In summary, there is some reason for optimism that hydroxychloroquine may be effective in treating people with COVID-19. There are many studies underway, and we should have more solid answers within a few months.
On the other side of campus, Harvard is back to check on your mental well-being during all of this. Dr. Greg Fricchione, director of the Benson-Henry Mind Body Institute at Massachusetts General Hospital returns with another chat about how to handle all of the emotions that come along with Social Distancing.
Things you should be doing now
I know this can all seem overwhelming at times. The sheer amount of information being kicked out by every media outlets is like an avalanche.
So, here are some things: Stay home if you can! Gotta work? That’s understandable. Need food? Sure, head to the store. But try to skip any “for fun” activities in public where you would be interacting with others or in a place with multiple other people.
Some CDC’s guidance:
— Know where to get your local / state-level information
For Mississippi: https://msdh.ms.gov/msdhsite/_static/14,0,420.html
For Louisiana: http://ldh.la.gov/Coronavirus/
For Alabama: http://www.alabamapublichealth.gov/infectiousdiseases/2019-coronavirus.html
If you live in a state outside of the region, head to google and type in, “dept of health” followed by whatever state you live. Google should take you to that state’s department of health and on the main page, most states have a link to an update on the Coronavirus.
— Know the Symptoms
Look for things like a fever, dry cough, and shortness of breath. But also know when it may become an emergency. It becomes an emergency when you have difficulty breathing, a persistent pain or pressure in the chest, you develop general confusion, and if you develop bluish lips or face. Also recognize that body aches, weak stomach, nasal congestion, a sore throat, and other symptoms of the regular flu are not the same as the symptoms with Coronavirus.

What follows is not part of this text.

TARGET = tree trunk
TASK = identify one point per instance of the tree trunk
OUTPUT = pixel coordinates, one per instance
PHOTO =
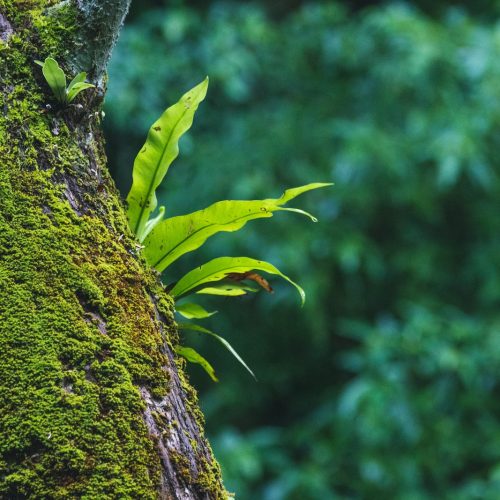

— Stay home when you are sick
Any kind of sick. If you feel like you may have Coronavirus, call your health care provider’s office in advance of a visit. If you have any sickness, the CDC recommends to limit movement in the community, limit visitors, and practice good social distancing.
— Know if you are at a higher risk
Know what additional measures those at higher risk and who are vulnerable should take. Those at higher risk include older adults (over 60), people who have serious chronic medical conditions (like heart disease, diabetes, lung disease). Some research has indicated that people with asthma may also be included in the higher risk category.
— Take steps to mitigate your infection
The CDC recommends to “Implement steps to prevent illness” by washing high-traffic areas more often, washing hands with soap and water and if someone is sick, to isolate the sick person into a low-traffic area of the home.
— Create a Household Plan
Create a household plan of action in case of illness in the household or disruption of daily activities due to COVID-19 in the community.